Consumers habits are changing; the way the audience watch TV has moved onto the online space.
Eric Cruz, executive creative director of Leo Burnett told A+M that online video advertising offers much more opportunities for brands to engage with their audience.
“It’s a new viewing experience, which is no longer passive.”
One of the major appeals of online video advertising is its content. The byproduct isn’t consumed as an advertisement, even though the content is branded. Leo Burnett’s work with Samsung is a reflection of this. The eight short episodes that followed a couple through the thickets of their relationship, plotted around a bakery, grew a steady stream of followers and social media shares from fans. The short films were among the most viewed YouTube videos in Malaysia in 2013.
The online platform has provided creative directors with the freedom to go further in order to build a brand image. Key advantage: no 30 seconds time constraint.
But of course, the main concern for marketers is creating enough buzz and interaction between the brand and its target audience. Online video enables brands to do just that, like seen in The Sparkle project with Yuna that asked fans to submit their ideas.

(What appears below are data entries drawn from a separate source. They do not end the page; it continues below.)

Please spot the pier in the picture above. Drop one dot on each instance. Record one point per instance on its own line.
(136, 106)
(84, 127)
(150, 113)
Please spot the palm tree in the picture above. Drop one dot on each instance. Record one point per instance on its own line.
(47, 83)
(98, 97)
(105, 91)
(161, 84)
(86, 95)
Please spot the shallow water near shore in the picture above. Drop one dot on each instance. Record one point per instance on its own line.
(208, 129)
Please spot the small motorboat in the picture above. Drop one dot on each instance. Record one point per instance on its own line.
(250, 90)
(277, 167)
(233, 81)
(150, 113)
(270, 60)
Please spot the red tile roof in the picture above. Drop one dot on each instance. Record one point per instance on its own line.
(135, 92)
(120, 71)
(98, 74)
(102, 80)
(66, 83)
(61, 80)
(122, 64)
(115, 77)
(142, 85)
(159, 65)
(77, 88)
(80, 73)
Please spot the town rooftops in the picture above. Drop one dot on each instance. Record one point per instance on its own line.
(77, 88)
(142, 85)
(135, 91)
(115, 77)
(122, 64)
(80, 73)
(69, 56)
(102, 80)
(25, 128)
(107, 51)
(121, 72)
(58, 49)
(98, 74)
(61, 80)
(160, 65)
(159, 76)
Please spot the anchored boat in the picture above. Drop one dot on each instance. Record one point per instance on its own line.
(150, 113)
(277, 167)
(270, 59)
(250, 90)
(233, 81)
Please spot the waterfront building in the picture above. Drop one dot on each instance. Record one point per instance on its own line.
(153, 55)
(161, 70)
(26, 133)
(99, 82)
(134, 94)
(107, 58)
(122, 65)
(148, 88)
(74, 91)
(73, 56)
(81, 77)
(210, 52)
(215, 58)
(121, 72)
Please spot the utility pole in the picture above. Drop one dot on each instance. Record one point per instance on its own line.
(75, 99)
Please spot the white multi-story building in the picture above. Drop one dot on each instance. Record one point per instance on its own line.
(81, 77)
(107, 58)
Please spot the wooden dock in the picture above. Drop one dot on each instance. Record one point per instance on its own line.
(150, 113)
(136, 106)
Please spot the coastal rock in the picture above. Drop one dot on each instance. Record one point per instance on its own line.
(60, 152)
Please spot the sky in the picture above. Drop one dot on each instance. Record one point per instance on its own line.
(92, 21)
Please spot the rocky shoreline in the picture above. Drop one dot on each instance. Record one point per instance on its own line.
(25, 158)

The Sparkle Project with Yuna on Youtube saw a music video being co-created by the audience. Yuna welcomed her fans to submit their ideas allowing them to feel a sense of ownership with the end product creating a loyalty to the brand.
The notable trend of brands investing more in online video advertising was made obvious at this year’s Super Bowl, with brands such as Budweiser, H&M, Doritos and Go Daddy using the platform to launch its national/global campaigns.
Marketers and agencies, what are your thoughts on this new medium?